— Проходи, братцы! Угощаю в честь возвращения на родную землицу!
Вахмистр Филигонов всплеснул руками, осклабился!
— Елизар Лукьяныч! Никак, вы?! Бог ты мой! Сколько лет, сколько зим!..
Он кинулся к подходившему, они облобызались. Полнолицый пустил слезу умиления:
— Авдюша! Авдей Корнеевич!… Неужель ты это? Помню в тринадцатом, когда с дядюшкой, есаулом Романом Игнатьевичем, приезжал к нам, зелень зеленью был. А сейчас каков казак! Возмужал! До вахмистра выслужился!.. Не дожили мать с отцом, царство им небесное, полюбовались бы сыном-орлом…
Филигонов поинтересовался:
— О дядюшке ничего не слыхали?
— Не слыхал, милый, ничего не ведаю. Одно знаю, в маньчжурских краях где-то обитает. Да теперь услышим. Непременно услышим. Жизнь, похоже, к покою возвращается.
Наобнимавшись и перебросившись несколькими словами с полнолицым господином, Филигонов отрекомендовал его компании:
— Прошу любить и жаловать: купец Шукшеев Елизар Лукьянович! Один из самых уважаемых граждан Могзона.
Компания бурно приветствовала купца. Его с восклицаниями подняли на руки, внесли под навес летней пристройки.
На барышню, приехавшую вместе с Шукшеевым, никто не обратил внимания, и она осталась стоять одна неподалеку. Лишь Тимофей заметил, в каком неловком положении она оказалась. Он нетвердым шагом подошел к девушке, поздоровался с поклоном.
Девушка была очень юной. Под взглядом Тимофея она смутилась, лицо вспыхнуло, взор потупился.
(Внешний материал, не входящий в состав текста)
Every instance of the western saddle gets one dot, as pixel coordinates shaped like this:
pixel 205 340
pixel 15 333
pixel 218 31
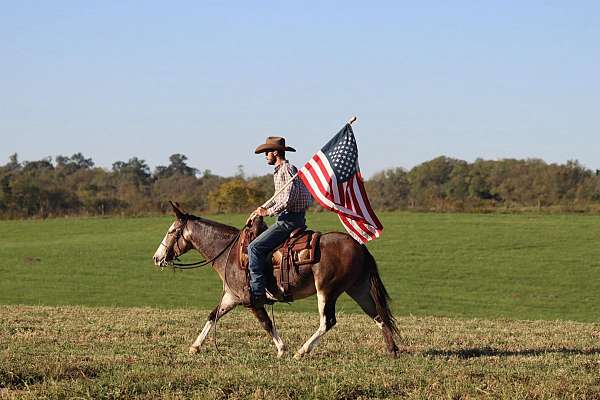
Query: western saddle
pixel 290 260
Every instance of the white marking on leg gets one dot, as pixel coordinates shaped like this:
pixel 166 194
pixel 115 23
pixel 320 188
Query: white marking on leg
pixel 316 337
pixel 207 327
pixel 278 342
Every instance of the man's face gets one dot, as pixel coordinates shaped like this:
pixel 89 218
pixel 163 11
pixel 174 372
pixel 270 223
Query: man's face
pixel 271 157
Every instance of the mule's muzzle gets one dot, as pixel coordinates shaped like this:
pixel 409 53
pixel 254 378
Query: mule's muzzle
pixel 161 262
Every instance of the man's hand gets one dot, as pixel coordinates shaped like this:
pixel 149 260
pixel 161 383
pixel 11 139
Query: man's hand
pixel 261 212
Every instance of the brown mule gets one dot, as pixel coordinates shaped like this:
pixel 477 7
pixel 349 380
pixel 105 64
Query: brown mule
pixel 344 266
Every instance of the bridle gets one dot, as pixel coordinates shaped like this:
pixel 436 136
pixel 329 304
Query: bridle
pixel 197 264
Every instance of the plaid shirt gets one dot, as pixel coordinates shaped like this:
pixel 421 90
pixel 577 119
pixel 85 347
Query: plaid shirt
pixel 294 198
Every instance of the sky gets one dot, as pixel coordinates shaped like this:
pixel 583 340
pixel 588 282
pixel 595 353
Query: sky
pixel 212 79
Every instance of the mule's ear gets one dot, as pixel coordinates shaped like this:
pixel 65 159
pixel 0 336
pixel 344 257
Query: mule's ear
pixel 178 213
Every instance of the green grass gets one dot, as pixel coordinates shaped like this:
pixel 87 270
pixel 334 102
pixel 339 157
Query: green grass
pixel 454 265
pixel 77 352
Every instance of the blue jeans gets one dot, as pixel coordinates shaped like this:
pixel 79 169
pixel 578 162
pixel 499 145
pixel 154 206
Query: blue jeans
pixel 266 242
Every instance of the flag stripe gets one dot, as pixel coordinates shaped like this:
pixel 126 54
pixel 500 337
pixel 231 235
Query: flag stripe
pixel 356 188
pixel 366 228
pixel 363 195
pixel 347 196
pixel 347 222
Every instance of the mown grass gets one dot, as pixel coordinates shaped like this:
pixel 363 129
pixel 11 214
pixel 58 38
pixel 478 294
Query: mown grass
pixel 458 265
pixel 79 352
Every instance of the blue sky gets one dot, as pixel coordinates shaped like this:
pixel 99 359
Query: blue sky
pixel 211 80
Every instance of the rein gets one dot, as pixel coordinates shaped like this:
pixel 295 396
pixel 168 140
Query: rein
pixel 202 263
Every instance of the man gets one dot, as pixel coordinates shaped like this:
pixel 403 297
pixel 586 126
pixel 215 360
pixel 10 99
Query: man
pixel 290 206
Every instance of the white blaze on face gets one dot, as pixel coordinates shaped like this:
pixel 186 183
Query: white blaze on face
pixel 161 252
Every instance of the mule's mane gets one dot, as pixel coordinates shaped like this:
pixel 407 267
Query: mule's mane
pixel 220 227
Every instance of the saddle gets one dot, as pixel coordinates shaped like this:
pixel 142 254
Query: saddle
pixel 290 261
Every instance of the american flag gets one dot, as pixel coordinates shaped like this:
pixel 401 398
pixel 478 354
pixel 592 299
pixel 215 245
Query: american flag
pixel 334 180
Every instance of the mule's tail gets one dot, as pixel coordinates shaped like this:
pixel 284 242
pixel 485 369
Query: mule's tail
pixel 378 293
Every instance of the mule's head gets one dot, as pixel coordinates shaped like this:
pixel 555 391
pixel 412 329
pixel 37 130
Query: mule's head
pixel 176 241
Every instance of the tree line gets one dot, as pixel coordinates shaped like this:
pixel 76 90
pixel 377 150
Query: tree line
pixel 75 186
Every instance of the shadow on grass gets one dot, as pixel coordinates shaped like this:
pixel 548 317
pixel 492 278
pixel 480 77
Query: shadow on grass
pixel 491 352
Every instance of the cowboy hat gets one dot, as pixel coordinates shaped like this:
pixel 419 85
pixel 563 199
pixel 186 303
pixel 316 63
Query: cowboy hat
pixel 273 143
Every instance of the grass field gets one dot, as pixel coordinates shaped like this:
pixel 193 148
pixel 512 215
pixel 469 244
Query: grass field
pixel 465 287
pixel 77 352
pixel 454 265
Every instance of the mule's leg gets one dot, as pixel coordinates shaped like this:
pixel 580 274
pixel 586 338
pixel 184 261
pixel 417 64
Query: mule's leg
pixel 228 303
pixel 263 317
pixel 327 321
pixel 360 293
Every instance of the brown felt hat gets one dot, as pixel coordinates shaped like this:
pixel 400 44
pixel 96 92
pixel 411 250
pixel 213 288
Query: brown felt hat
pixel 273 143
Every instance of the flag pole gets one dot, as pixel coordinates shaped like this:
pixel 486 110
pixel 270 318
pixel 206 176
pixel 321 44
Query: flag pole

— Елизар Лукьянович — папаша ваш? — спросил Тимофей.
Она с пугливым удивлением подняла на него глаза:
— Что вы?! Я в прислуге у Елизара Лукьяновича.
Тимофей не мог отвести от нее взгляда. Нет, она была не из писаных красавиц: лоб низкий, брови широкие, нос немного вздернут, губы с пухлинкой, но в ней что-то было такое, что сразу перевернуло его душу. Может быть, глаза — чуть раскосые, ясно-голубые, доверчивые. А возможно, двойные ямочки на щеках — совершенно одинаковые, будто булавочные уколы.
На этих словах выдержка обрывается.